Shapcott Mary, Hewitt Katherine J, Rajpoot Nasir
Department of Computer Science, University of Warwick, Coventry, United Kingdom.
Cellular Pathology Department, University Hospital of Coventry and Warwickshire, Coventry, United Kingdom.
Front Bioeng Biotechnol. 2019 Mar 27;7:52. doi: 10.3389/fbioe.2019.00052. eCollection 2019.
This study applied a deep-learning cell identification algorithm to diagnostic images from the colon cancer repository at The Cancer Genome Atlas (TCGA). Within-image sampling improved performance without loss of accuracy. The features thus derived were associated with various clinical variables including metastasis, residual tumor, venous invasion, and lymphatic invasion. The deep-learning algorithm was trained using images from a locally available data set, then applied to the TCGA images by tiling them, and identifying cells in each patch defined by the tiling. In this application the average number of patches containing tissue in an image was 900. Processing a random sample of patches greatly reduced computation costs. The cell identification algorithm was applied directly to each sampled patch, resulting in a list of cells. Each cell was labeled with its location and classification ("epithelial," "inflammatory," "fibroblast," or "other"). The number of cells of a given type in the patch was calculated, resulting in a patch profile containing four features. A morphological profile that applied to the entire image was obtained by averaging profiles over all patches. Two sampling policies were examined. The first policy was random sampling which samples patches with uniform weighting. The second policy was systematic random sampling which takes spatial dependencies into account. Compared with the processing of complete whole slide images there was a seven-fold improvement in performance when systematic random spatial sampling was used to select 100 tiles from the whole-slide image for processing, with very little loss of accuracy (4% on average). We found links between the predicted features and clinical variables in the TCGA colon cancer data set. Several significant associations were found: increased fibroblast numbers were associated with the presence of metastasis, venous invasion, lymphatic invasion and residual tumor while decreased numbers of inflammatory cells were associated with mucinous carcinomas. Regarding the four different types of cell, deep learning has generated morphological features that are indicators of cell density. The features are related to cellularity, the numbers, degree, or quality of cells present in a tumor. Cellularity has been reported to be related to patient survival and other diagnostic and prognostic indicators, indicating that the features calculated here may be of general usefulness.
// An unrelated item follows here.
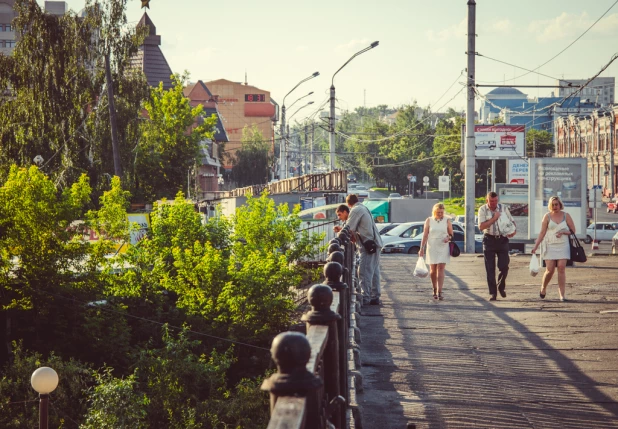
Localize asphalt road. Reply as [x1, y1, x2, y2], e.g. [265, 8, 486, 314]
[358, 255, 618, 429]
本研究将一种深度学习细胞识别算法应用于来自癌症基因组图谱(TCGA)结肠癌数据库的诊断图像。图像内采样提高了性能且不损失准确性。由此得出的特征与包括转移、残留肿瘤、静脉侵犯和淋巴侵犯在内的各种临床变量相关。深度学习算法使用本地可用数据集的图像进行训练,然后通过平铺TCGA图像并识别由平铺定义的每个小块中的细胞,将其应用于TCGA图像。在此应用中,图像中包含组织的小块的平均数量约为900个。处理小块的随机样本大大降低了计算成本。细胞识别算法直接应用于每个采样小块,生成一个细胞列表。每个细胞都用其位置和分类(“上皮细胞”、“炎症细胞”、“成纤维细胞”或“其他”)进行标记。计算小块中给定类型细胞的数量,得出包含四个特征的小块概况。通过对所有小块的概况求平均值,获得适用于整个图像的形态学概况。研究了两种采样策略。第一种策略是随机采样,即对小块进行均匀加权采样。第二种策略是系统随机采样,它考虑了空间依赖性。与处理完整的全玻片图像相比,当使用系统随机空间采样从全玻片图像中选择100个小块进行处理时,性能提高了7倍,准确性损失极小(平均约4%)。我们在TCGA结肠癌数据集中发现了预测特征与临床变量之间的联系。发现了几个显著关联:成纤维细胞数量增加与转移、静脉侵犯、淋巴侵犯和残留肿瘤的存在相关,而炎症细胞数量减少与黏液腺癌相关。关于四种不同类型的细胞,深度学习生成了作为细胞密度指标的形态学特征。这些特征与细胞构成有关,即肿瘤中存在的细胞数量、程度或质量。据报道,细胞构成与患者生存率以及其他诊断和预后指标相关,这表明此处计算的特征可能具有普遍用途。